Michael doesn’t get away with anything in the end. And at the end of three movies, he dies alone.
The pre-Colombian America's what?
Regards,
Volksgeist.
You're welcome.
My take is that the story of Michael's search for redemption was the author's purpose in Godfather 3. I loved that film, in spite of its many naysayers. Too much time elapsed between II and III for clear comprehension by many viewers; and I found many of the criticisms purely ignorant of Italian-American culture, Italians, southern Italian standards of art and physical beauty, Catholicism, the place of opera in Italian life, and most certainly the Vatican and its workings. The movie actually presaged a scandal in the Vatican bank before it happened; and it quietly presented even to a serial murderer like Michael the forgiveness offered by Christ through the utility of repentance. Most of all, it showed Michael's life, despite his insulation of dirty money, crumbling from his moral destitution.
Too heavy for average, secular American, thug-movie thrill seekers. Rather like comparing the works and context of Michelangelo to those of Andy Warhol. But to me, the trilogy taken as a whole was one of the best works of American literature of the last century.
PS
I'm also a fan of Oscar Wilde. Check my screen name: in tribute. His letters from prison showed his grappling with it all. His early life was chaotic, with parents both famous in different ways, a well-known poetess and a research physician who themselves stirred up scandals. Oscar grew up cheapening his prodigious intellect by trying to entertain people. His last words were reputed to be, “My wallpaper and I are fighting a duel to the death. One or other of us has got to go.”
Oh. That was before my time.
Somebody finally mentioned the Atlas Shrugged trilogy, which sure belongs on there, disappointingly as it was done. Also there was Harry’s War in the early 80s , a terrific anti- IRS movie that got pulled from many theaters fast, and is near impossible to find.
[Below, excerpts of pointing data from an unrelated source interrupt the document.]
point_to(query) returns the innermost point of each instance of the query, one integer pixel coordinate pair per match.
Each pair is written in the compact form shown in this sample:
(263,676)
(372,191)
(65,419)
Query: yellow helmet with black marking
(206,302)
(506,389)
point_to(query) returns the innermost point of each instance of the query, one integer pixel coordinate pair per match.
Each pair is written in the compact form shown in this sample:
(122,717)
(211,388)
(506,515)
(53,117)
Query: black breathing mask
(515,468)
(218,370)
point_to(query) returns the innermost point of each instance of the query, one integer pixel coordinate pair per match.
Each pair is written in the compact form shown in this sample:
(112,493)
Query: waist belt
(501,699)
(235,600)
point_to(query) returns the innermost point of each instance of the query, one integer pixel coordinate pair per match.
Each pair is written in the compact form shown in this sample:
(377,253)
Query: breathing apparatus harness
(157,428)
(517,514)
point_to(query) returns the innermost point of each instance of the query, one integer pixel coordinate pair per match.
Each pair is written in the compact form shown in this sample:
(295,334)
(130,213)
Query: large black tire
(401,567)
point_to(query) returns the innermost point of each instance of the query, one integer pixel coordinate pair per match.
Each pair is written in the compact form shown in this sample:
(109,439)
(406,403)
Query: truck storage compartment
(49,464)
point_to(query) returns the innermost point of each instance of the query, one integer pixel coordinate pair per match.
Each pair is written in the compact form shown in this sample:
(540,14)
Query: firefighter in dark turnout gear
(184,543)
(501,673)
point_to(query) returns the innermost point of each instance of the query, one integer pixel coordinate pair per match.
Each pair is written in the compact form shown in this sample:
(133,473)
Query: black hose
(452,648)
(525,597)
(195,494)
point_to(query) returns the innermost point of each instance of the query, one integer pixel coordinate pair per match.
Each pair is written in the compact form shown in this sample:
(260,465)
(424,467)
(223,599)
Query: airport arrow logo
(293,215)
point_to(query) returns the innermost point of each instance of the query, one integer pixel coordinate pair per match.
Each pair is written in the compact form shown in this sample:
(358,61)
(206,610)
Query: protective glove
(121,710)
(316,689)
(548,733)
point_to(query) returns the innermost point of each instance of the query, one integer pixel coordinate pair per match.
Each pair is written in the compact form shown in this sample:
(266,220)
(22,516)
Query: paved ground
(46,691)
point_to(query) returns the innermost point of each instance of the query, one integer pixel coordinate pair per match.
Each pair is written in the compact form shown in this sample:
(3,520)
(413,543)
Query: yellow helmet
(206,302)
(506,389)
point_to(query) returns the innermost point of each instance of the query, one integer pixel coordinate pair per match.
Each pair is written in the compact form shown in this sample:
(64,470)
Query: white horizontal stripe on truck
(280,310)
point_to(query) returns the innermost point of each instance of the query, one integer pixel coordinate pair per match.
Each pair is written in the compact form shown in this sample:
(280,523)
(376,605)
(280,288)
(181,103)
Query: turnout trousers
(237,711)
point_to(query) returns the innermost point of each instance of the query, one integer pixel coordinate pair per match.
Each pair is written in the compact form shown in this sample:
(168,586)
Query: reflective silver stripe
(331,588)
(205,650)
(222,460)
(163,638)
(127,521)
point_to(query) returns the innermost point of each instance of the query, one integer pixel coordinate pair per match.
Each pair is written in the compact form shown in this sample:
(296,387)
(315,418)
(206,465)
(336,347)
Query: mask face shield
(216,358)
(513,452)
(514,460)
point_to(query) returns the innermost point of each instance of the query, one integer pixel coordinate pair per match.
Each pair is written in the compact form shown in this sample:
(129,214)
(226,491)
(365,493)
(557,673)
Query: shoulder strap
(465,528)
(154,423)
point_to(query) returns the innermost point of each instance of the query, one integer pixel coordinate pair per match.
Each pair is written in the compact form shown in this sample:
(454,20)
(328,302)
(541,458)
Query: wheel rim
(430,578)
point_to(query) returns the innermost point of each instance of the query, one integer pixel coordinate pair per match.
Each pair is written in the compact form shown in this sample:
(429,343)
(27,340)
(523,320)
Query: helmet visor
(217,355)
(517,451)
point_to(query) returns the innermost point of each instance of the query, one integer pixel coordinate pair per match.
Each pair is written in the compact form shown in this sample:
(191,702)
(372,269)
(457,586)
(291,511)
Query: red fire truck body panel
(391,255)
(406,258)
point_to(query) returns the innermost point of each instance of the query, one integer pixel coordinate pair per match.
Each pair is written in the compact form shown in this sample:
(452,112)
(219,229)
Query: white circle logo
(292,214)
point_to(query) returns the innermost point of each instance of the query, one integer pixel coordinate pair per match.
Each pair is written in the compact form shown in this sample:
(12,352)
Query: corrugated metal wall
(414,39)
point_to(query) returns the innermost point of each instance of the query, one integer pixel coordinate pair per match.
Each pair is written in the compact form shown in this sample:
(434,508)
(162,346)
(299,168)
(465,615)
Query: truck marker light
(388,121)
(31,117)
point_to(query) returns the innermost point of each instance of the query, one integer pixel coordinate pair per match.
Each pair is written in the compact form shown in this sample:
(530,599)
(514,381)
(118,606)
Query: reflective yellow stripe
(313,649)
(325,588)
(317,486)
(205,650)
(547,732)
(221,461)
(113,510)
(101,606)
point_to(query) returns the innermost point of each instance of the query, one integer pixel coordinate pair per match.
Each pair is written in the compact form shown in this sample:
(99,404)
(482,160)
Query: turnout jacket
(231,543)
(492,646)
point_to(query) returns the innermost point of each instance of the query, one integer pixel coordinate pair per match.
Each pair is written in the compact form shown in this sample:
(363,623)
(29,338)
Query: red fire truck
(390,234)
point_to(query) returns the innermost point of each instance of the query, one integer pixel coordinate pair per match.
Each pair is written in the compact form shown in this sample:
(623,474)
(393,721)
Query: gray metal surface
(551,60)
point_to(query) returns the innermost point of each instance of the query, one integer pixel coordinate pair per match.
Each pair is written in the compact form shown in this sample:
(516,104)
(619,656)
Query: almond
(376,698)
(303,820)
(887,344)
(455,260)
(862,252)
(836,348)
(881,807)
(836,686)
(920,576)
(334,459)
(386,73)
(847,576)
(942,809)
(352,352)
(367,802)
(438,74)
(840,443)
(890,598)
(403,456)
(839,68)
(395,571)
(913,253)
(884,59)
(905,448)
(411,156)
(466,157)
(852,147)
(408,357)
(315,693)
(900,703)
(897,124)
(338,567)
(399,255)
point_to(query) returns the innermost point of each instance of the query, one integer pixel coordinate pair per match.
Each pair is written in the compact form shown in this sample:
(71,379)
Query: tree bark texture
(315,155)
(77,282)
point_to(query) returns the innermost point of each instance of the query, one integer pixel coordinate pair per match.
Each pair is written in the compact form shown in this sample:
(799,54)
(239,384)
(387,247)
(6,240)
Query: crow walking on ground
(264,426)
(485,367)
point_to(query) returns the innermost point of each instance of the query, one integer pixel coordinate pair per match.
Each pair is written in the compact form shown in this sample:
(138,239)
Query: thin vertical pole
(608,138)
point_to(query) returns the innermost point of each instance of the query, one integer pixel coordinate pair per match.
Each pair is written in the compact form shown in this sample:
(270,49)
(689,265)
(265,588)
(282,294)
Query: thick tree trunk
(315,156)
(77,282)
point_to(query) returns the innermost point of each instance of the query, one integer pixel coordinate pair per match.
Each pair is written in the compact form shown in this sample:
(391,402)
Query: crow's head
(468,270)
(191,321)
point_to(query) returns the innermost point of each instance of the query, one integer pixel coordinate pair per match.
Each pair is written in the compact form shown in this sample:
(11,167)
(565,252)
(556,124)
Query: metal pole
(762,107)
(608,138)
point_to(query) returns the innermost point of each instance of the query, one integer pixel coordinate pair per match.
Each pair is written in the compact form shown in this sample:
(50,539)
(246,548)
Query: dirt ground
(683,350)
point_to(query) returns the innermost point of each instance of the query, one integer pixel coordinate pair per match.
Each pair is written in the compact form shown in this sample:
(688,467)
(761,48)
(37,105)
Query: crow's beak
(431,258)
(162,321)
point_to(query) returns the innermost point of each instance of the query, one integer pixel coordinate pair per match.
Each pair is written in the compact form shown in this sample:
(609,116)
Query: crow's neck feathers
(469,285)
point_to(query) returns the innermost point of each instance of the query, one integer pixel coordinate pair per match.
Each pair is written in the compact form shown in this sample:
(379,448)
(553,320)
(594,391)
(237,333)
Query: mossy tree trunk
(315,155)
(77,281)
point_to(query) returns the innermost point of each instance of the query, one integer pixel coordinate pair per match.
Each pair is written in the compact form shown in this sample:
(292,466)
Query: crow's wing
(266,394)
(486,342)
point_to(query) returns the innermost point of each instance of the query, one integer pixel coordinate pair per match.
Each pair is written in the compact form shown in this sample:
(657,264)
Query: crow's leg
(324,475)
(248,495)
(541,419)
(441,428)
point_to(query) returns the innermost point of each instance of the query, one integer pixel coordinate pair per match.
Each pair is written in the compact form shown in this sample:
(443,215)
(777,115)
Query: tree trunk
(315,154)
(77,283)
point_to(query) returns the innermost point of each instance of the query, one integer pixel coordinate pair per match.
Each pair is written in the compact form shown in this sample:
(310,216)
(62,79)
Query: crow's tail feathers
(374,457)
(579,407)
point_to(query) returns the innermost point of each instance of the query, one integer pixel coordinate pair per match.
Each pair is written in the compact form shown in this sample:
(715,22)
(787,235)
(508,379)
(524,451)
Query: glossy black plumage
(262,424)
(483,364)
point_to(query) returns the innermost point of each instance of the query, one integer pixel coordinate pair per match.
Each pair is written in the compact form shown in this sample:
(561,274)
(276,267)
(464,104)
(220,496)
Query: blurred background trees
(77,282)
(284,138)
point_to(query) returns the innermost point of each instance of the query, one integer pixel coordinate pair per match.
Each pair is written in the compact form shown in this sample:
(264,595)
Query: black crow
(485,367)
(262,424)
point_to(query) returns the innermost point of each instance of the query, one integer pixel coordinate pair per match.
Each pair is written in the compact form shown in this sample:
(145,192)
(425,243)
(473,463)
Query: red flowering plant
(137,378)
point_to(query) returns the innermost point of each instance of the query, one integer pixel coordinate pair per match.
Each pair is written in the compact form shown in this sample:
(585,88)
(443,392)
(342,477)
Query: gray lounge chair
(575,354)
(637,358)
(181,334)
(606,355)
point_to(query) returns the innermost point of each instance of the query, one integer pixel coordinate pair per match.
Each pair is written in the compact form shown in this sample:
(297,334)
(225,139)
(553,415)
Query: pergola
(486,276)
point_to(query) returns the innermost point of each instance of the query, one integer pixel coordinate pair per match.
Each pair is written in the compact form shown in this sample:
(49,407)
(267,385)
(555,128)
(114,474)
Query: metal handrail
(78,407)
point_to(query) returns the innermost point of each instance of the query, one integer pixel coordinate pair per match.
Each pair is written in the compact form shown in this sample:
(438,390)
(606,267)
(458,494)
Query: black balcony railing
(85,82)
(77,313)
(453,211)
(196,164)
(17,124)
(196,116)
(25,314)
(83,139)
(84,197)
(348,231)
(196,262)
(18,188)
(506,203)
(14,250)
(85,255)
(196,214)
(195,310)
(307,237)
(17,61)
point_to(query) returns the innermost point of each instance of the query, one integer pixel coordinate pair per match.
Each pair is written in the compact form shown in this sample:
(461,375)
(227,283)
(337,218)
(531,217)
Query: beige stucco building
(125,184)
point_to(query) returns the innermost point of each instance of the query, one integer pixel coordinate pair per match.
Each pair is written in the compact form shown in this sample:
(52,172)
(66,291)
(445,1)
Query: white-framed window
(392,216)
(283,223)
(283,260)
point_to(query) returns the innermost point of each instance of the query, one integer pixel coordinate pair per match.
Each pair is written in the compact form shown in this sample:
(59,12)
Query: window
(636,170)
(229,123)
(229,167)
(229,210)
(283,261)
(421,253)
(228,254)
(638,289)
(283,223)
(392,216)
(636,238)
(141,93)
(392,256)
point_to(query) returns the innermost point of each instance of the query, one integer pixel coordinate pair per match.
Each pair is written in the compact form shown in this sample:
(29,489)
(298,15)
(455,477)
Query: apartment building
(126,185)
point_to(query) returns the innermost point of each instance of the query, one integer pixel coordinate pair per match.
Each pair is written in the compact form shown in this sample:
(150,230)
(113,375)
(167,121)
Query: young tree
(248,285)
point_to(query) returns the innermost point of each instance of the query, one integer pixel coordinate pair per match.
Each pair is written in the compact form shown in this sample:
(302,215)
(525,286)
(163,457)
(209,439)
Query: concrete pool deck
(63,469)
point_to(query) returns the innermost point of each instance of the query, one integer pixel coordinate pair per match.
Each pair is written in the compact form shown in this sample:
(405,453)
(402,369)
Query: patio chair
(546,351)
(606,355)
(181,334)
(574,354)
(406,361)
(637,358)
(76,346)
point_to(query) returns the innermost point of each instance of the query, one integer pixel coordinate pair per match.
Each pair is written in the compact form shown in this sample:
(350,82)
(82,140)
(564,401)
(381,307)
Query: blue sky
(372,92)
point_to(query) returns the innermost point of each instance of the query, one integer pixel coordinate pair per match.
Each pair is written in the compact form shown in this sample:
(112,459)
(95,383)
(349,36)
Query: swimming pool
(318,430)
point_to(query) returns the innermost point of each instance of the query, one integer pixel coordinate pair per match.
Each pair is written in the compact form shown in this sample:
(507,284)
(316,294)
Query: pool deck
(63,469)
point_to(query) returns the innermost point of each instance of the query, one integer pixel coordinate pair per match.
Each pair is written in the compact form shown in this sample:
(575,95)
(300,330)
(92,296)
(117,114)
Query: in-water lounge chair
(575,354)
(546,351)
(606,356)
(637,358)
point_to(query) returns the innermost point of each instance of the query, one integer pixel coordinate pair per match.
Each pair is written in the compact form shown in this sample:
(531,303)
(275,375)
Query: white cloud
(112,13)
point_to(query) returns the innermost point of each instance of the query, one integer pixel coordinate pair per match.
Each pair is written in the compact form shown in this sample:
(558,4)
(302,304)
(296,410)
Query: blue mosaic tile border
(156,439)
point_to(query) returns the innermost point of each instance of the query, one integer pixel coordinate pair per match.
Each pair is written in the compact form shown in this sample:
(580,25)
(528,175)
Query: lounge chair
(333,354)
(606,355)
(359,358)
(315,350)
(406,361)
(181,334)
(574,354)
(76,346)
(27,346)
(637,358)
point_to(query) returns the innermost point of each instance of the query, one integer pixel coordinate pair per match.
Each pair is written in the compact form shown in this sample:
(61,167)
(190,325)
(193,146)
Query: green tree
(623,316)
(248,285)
I have a bootleg VHS copy I’m trying to preserve.
Nothing by John Wayne?
Pacino also made Revolution, an unsuccessful and controversial movie about the American Revolution, that might be worth another look now. It's not an unblemished picture of the Founding era, but it may have some merits.
If you think of Robert DeNiro's character as the villain in The Irishman and you remember that the character DeNiro played helped give Joe Biden his start maybe that becomes a conservative film as well. Ditto for The Departed when you bear in mind that Massachusetts politicians and the FBI are not the good guys.
Better times.
Ghostbusters.
I didn’t like the movie “To Kill a Mockingbird” when I saw it in the theater in 1963 (I haven’t seen it since). When I read the book for the first time in 2015, I thought it was a good story despite its occasional historical inaccuracies. However, I loved the book’s takedown of “progressive” education, which conservative readers will enjoy.
I plead spell check. I know how to use an apostrophe.
Great choice. “Apocalypto” is a clear metaphor for the modern abortion and euthanasia culture. Culture of life versus the culture of death.
Old Dad’s is a movie I recently watched on Netflix.
It is a comedy staring Bill Burr.
I would recommend it
Okay. Was simply puzzled by that apostrophe - making "Dad" into a Possessive - in the title.
I realize now that the movie is about dads (Plural) - not about, say, one old dad’s story, or his death, or his adventures.
Regards,
Naziism was a movement of the left largely supported by the left right up until the time Hitler attacked their better buddy Stalin.
It’s about three guys in their late forties who own a business together. The story revolves around their dealings with the woke younger people and parenting issues. It was actually funny.